My Current AI workflow

Some folks I pair with keep telling me my Claude Code setup is advanced. It isn't.

The stack is boring: Claude Code, some skills, thinking mode and model switching, goals, dynamic workflows, Chrome MCP for browser control, and Axe for iOS simulators. None of it is magic, and the tools are not really the point. The point is in the way I engage and I use the model, as a capable but somewhat untrusted collaborator.

I do not write code anymore. And frankly, I’m almost not reading it either. Most of the work now is steering: specifying behaviour, interrogating the product, the data models, constraining the solution, and making the model prove that what it built actually works.

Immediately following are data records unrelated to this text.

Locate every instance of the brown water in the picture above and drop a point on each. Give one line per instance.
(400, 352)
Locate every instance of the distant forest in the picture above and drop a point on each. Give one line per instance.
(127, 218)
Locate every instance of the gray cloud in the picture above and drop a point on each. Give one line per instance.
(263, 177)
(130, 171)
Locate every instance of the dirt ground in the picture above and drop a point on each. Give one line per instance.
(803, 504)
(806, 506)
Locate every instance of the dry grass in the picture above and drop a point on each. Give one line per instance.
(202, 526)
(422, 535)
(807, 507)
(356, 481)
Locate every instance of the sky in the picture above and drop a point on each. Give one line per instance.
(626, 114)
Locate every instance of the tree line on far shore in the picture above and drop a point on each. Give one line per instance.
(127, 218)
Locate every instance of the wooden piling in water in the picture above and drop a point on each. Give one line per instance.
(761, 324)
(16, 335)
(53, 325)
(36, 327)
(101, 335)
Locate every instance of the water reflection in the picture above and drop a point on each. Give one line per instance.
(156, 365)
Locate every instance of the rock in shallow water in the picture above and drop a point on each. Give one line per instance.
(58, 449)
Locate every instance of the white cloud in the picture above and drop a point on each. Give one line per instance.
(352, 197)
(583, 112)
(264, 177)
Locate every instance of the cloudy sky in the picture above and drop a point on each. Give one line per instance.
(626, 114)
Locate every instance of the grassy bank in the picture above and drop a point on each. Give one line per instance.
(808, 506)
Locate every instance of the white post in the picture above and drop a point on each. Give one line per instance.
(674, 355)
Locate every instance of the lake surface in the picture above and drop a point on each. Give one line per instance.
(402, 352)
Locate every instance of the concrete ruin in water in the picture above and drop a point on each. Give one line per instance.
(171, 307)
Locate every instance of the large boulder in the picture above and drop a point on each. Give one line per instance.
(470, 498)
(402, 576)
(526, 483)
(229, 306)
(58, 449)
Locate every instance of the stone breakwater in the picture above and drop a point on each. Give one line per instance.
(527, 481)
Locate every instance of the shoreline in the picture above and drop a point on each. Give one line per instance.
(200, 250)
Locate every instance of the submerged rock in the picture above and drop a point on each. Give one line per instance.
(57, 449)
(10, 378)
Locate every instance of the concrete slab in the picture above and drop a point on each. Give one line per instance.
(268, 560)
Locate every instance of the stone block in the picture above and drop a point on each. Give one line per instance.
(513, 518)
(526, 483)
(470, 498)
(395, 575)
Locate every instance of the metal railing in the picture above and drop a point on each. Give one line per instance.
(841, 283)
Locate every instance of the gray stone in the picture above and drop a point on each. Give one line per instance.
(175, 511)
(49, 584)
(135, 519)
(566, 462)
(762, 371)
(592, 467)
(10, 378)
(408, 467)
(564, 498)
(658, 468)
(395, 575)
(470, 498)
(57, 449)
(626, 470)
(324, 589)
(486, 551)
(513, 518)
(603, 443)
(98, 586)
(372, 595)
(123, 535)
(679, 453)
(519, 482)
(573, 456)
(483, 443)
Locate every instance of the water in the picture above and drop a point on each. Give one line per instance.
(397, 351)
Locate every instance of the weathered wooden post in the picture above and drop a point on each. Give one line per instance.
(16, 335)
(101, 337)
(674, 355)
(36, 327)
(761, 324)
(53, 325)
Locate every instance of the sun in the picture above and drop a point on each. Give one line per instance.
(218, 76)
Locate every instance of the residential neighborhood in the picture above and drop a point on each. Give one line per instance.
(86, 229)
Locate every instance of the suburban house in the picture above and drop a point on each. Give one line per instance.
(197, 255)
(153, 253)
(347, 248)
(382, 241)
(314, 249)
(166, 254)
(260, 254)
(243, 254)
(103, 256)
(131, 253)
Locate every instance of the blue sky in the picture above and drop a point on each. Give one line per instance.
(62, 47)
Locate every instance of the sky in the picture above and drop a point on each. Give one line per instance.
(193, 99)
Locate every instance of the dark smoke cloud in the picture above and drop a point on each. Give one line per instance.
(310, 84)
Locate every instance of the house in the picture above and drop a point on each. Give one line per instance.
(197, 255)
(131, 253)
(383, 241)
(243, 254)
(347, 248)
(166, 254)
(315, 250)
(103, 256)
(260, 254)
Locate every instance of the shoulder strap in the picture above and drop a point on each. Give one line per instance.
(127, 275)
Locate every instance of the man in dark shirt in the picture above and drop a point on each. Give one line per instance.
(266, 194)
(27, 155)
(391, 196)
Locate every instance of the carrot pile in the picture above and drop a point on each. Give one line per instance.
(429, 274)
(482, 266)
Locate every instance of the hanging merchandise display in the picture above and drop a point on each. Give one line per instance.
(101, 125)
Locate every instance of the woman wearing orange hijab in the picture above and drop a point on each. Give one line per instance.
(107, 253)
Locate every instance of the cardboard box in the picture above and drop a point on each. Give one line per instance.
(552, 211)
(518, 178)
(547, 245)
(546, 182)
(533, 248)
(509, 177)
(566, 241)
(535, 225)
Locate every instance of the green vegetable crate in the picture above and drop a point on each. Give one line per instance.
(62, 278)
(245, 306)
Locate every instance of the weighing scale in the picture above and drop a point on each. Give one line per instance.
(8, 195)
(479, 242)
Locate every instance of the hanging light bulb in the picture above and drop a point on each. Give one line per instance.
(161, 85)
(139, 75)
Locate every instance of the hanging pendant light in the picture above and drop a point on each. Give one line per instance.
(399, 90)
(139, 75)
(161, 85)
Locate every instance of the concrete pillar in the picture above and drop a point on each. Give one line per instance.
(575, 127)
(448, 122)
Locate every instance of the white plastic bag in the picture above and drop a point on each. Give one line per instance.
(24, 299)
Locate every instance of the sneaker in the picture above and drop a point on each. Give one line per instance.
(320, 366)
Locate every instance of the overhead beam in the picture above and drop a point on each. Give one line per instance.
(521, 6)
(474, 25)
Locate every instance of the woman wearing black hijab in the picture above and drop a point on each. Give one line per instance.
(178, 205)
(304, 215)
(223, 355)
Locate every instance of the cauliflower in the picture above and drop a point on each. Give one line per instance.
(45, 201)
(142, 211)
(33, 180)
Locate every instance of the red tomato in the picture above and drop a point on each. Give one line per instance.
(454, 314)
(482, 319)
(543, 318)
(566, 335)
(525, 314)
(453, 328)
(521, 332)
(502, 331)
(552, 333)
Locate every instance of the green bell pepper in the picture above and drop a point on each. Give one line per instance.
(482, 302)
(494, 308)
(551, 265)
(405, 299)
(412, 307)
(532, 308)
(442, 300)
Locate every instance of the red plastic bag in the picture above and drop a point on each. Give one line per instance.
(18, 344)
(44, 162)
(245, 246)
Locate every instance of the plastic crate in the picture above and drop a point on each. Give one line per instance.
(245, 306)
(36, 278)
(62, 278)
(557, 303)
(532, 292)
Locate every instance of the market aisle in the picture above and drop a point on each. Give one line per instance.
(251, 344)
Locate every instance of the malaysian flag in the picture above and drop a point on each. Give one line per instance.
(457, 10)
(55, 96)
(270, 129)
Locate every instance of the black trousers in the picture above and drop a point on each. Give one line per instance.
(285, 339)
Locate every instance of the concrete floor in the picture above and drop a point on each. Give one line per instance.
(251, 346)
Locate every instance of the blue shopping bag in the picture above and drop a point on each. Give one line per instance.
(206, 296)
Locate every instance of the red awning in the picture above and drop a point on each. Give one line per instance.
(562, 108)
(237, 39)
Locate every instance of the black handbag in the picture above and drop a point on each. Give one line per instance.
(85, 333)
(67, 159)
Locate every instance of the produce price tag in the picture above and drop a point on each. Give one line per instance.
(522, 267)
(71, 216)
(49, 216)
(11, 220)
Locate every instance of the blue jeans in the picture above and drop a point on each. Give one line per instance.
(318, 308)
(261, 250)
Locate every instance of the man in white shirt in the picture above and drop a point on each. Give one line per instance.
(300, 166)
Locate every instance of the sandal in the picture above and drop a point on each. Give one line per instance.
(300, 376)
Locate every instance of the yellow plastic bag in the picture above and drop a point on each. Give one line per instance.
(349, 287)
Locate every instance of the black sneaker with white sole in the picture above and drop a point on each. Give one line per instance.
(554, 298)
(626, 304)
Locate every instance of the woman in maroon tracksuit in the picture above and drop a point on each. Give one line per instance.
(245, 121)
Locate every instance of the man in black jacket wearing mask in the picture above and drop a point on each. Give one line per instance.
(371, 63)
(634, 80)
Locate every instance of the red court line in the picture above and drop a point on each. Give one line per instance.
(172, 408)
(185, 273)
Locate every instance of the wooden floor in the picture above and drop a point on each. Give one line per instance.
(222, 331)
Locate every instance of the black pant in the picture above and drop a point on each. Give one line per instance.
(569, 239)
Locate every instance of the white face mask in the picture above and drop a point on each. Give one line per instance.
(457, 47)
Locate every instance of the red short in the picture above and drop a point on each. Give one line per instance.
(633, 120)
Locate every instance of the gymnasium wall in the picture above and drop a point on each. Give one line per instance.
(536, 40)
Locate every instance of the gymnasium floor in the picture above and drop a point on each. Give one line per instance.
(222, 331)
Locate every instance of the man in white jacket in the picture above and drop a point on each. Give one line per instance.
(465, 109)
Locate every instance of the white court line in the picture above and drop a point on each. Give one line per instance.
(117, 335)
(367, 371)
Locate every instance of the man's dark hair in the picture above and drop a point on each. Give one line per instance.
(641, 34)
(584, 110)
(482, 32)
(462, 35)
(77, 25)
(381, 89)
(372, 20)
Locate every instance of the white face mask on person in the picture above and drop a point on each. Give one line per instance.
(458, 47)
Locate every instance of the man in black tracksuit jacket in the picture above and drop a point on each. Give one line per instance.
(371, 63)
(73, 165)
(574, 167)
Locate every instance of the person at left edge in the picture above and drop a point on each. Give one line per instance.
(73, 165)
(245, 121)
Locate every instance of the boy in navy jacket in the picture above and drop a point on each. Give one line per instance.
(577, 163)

My job is to keep the model pointed at reality based on my experience and understanding.

Structure shows up late

Most AI workflows people share start with a big upfront plan (or a very prescriptive ticket). Write a detailed brief, scaffold every step, run it. Treating the model like a scribe without context.

I usually do the opposite.

At the start of a task, I often do not know what the real problem is yet (and sometimes, I pretend to not know), so I start loose. I give the model a direction, not a blueprint.

Something like:

Explore this codepath and tell me what seems relevant to the bug. Do not change anything yet.

Or:

Look at this feature request, inspect the surrounding code, and tell me what implementation shape you see.

The first pass is reconnaissance, not an attempt to solve anything. I want the model to surface the shape of the work before I commit to a plan.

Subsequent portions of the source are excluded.